Even Bill Clinton’s Friends Don’t Seem to Want His Support in the #MeToo Era

It's rare that a candidate for office would turn down the endorsement of a former president, especially one who has maintained high approval ratings long after leaving the White House. But that's just what Philip Levine, a Democratic Florida gubernatorial candidate, has done, apparently casting aside his longtime friendship with Bill Clinton amid a national reckoning with sexual misconduct that almost demands it of him.

"I have lots of friends, from all walks of life, and I'm very, very proud of my friends," Levine, a former mayor of Miami Beach, told the Tampa Bay Times on Sunday. On his relationship with Clinton, Levine added: "I've always been honored in the past for his support, but I think right now in this election I'm running solo."

Levine told the outlet that Floridians shouldn't expect to see Clinton on the campaign trail with him, demurring that he wanted "the people of Florida to campaign for me." 

"I don't really need anybody campaigning for me," Levine said. "I'm campaigning for myself."

Philip-Levine Former Miami Beach Mayor Philip Levine is vying for Florida governor this year. Joe Raedle/Getty Images

Clinton endorsed Levine during his mayoral run in 2013, telling a crowd at a Florida rally just weeks before the election that he would have thrown his support behind Levine even "if we weren't friends." The former president even starred in a television ad for Levine's campaign. 

"America is being damaged by conflict, and we need people who will show up for work every day," Clinton said at the time. "Philip will show up to work and get things done."

Levine said he was "honored" to receive Clinton's endorsement, adding that he wanted to be a mayor that made the former president proud. 

Clinton's support helped push Levine over the finish line that November. But as he ended his tenure as mayor, Levine found himself in a climate that could judge him harshly for maintaining a friendship with a man who had been accused of sexual assault and harassment. 

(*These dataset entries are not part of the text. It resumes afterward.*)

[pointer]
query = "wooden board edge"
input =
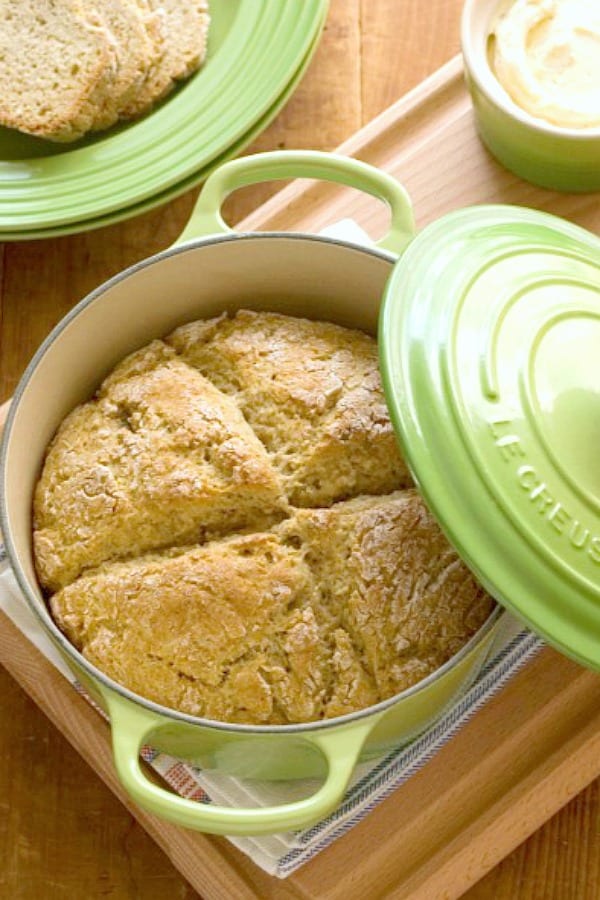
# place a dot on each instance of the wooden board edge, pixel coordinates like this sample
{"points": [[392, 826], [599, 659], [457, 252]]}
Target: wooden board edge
{"points": [[448, 77]]}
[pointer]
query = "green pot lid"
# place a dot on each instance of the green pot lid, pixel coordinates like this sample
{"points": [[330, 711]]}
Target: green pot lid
{"points": [[255, 48], [490, 346]]}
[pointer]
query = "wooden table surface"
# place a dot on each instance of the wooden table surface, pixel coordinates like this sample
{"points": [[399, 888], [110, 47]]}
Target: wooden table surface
{"points": [[62, 833]]}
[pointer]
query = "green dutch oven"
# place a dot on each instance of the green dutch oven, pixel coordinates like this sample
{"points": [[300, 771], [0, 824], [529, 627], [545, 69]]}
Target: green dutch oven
{"points": [[488, 323]]}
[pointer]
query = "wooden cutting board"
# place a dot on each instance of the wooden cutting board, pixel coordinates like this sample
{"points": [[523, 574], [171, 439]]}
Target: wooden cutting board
{"points": [[535, 745]]}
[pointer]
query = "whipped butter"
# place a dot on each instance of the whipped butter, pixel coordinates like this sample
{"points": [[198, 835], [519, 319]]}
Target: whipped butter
{"points": [[546, 55]]}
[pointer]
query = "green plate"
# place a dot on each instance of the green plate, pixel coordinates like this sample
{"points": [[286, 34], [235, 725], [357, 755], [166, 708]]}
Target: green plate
{"points": [[188, 183], [256, 47]]}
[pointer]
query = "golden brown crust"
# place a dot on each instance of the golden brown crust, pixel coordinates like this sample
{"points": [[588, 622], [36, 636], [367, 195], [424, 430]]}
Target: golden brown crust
{"points": [[398, 588], [329, 613], [160, 457], [312, 393], [310, 614]]}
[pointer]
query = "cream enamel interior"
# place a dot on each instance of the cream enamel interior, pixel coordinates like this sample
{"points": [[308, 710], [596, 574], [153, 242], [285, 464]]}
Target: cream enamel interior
{"points": [[311, 277], [298, 275]]}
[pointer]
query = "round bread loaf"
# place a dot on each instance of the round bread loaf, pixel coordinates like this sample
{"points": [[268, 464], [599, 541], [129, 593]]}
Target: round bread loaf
{"points": [[228, 528]]}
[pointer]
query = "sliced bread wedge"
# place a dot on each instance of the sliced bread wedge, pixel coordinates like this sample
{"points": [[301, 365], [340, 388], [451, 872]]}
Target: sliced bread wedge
{"points": [[56, 63], [180, 31]]}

President Donald Trump brought renewed attention to the misconduct allegations leveled against Clinton when Juanita Broaddrick, Kathleen Willey and Paula Jones appeared at a 2016 presidential debate, apparently to divert attention away from Trump's own alleged misdeeds. The #MeToo movement, however, has prompted both sides of the aisle to re-evaluate Clinton's legacy, and Levine isn't the only prominent Democrat to distance themselves from the 42nd president. 

In November, New York Senator and rumored 2020 Democratic presidential candidate Kirsten Gillibrand, who's long enjoyed the support of both Clintons, said she believes Clinton should have resigned from the presidency after his relationship with Monica Lewinsky was revealed. 

"Things have changed today, and I think under those circumstances there should be a very different reaction," Gillibrand told The New York Times. "And I think in light of this conversation, we should have a very different conversation about President Trump, and a very different conversation about allegations against him."

A spokesperson for the New York senator later clarified that Gillibrand had meant to imply that, had the revelations into Clinton's relationship come out amid the #MeToo era, the course of events would have likely been different. 

If Levine feels the same, he won't say so explicitly. When The Tampa Bay Times asked him specifically about the rape allegations against Clinton, the outlet reported that the gubernatorial candidate "politely excused himself."

Newsweek has reached out to Levine's campaign for comment.